Toronto invests $300,000 in supporting non-profit youth programs

City of Toronto to redirect $300,000 fund to park board but about $50,000, or 1%, will be used for programs where no staff is under immunization restrictions

Canada’s second-largest city is giving special attention to its non-profit youth centres, recreation centres and sports programs, as the city tries to fill staff shortages resulting from immunization restrictions on staff at two city-funded organizations.

The city has $300,000 a year earmarked to create a pool of resources for organizations that would create enrichment activities and other programming that would cater to the needs of youth with specific disabilities. The latter objective will be supported by about $50,000 in funding redirected from the city’s recreation department.

A city spokesperson confirmed that $200,000 will go to the Torontonians with Autism Network and $100,000 to Camp London to support free recreational programs for children and youth with autism.

Toronto is known for its diversity – it’s the third-largest city in Canada with over two million people, about a third of whom are between the ages of 14 and 24. It’s home to more students from racialized backgrounds than any other city in the country.

At least 17.6% of young people in the Toronto area have been born to non-English-speaking immigrant parents – the highest proportion in Canada.
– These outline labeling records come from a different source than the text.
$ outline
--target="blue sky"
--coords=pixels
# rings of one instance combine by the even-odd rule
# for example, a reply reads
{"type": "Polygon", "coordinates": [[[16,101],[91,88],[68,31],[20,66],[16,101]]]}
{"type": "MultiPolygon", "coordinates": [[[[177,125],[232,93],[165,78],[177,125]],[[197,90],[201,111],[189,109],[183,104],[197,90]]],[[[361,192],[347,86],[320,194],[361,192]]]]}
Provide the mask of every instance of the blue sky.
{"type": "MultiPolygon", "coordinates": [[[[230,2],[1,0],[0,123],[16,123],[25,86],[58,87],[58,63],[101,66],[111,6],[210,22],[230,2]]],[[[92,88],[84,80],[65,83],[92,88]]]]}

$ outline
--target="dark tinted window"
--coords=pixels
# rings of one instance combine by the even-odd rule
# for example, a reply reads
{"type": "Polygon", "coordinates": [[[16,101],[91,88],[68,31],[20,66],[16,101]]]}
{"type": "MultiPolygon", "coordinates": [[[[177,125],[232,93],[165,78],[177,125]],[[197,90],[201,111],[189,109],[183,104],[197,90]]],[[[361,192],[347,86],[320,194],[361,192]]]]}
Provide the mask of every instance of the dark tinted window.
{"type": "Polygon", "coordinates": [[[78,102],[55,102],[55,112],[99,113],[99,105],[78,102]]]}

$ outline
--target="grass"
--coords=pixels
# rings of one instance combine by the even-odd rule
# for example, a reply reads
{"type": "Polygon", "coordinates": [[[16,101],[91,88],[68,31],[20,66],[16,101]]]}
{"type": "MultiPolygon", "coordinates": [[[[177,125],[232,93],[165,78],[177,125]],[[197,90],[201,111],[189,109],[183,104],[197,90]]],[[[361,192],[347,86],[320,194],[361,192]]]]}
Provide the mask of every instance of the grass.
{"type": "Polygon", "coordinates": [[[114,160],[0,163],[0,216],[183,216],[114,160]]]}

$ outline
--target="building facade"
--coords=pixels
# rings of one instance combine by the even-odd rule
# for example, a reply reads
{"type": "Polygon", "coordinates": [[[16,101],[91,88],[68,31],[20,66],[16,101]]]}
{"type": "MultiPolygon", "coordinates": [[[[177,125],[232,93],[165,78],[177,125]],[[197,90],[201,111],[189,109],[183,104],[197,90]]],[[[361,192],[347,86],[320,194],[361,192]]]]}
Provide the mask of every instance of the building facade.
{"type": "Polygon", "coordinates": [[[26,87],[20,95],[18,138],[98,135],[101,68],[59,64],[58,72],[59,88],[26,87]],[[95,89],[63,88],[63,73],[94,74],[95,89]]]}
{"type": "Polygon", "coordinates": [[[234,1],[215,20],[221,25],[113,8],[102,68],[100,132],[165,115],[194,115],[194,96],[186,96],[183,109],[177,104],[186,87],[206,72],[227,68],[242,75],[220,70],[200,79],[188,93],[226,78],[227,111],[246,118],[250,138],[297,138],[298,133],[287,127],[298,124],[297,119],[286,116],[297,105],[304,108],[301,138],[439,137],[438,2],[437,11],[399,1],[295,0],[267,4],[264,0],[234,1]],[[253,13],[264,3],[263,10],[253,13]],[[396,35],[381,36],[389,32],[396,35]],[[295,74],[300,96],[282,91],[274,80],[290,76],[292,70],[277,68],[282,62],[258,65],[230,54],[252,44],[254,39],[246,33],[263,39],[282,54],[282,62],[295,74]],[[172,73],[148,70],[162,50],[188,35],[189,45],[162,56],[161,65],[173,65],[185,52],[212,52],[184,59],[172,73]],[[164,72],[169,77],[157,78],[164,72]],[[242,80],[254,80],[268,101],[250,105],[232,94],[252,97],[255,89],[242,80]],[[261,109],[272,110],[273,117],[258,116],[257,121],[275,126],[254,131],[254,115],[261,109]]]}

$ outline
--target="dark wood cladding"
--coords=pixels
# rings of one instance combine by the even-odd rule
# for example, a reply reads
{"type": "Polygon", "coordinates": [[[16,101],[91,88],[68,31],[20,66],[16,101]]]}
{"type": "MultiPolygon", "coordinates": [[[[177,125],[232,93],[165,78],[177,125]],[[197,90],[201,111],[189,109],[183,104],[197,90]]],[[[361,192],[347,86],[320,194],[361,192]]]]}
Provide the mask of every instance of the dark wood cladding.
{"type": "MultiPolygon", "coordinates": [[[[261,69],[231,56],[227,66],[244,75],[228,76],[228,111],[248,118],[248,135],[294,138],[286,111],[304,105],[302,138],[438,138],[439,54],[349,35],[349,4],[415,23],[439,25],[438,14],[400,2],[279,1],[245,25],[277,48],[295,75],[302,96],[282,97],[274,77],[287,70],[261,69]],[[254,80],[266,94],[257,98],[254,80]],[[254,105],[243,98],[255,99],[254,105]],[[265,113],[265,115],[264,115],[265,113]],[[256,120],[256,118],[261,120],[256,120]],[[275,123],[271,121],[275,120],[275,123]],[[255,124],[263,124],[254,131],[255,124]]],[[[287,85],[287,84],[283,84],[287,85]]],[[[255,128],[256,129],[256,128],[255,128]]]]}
A large proportion of these children have children of their own. Some 15.4% of Toronto residents were born outside the country, the highest share of any city in Canada.

Despite this richness in terms of population, immigrant parents make up less than half of the parents at a Toronto-area branch of the Baby & Childcare Network of Toronto.

“Some don’t have any English skills and some are new, so they don’t know how to help with the kids,” said Ashraf Khani, one of the co-founders of the network. “It’s frustrating to see that.”

The network of family childcare and daycare centres recently filed a workplace discrimination complaint with the Ontario Human Rights Commission over what it calls “the systemic failure” of the city to address the staffing shortage.

Staff at the group’s branch in Scarborough, Canada’s largest city, were not allowed to have children who had not received all the required immunizations. The city had commissioned one of Canada’s largest “expertise collection” clinics to determine why its work with disabled people was progressing so slowly.

“[T]here were really no definitions for the ability to do something,” said Susan Jones, a licensed clinical social worker. “To talk about an intellectual disability, someone may be competent and not be able to walk, but who’s not competent enough to do whatever? The threshold is too high.”

Staff at the branch served about 1,800 kids every year. It was shut down in February 2012 after receiving federal funding because the city insisted on only working with those whose parents had received all their vaccinations.

Young children require at least three vaccinations: one for each season; six vaccines before entering school; and three shots before graduating from junior high. The national limit for that group is six doses, but many choose to have only one dose as they get older. Ontario has one of the most liberal coverage policies in the country.

Jones says some parents who were not able to have their children fully vaccinated chose to enrol them in programs because the absence of immunization would not affect their growth. She calls that to be unethical.

After pressure from the network and the province, the city decided to change its position and allow all individuals to access the courses.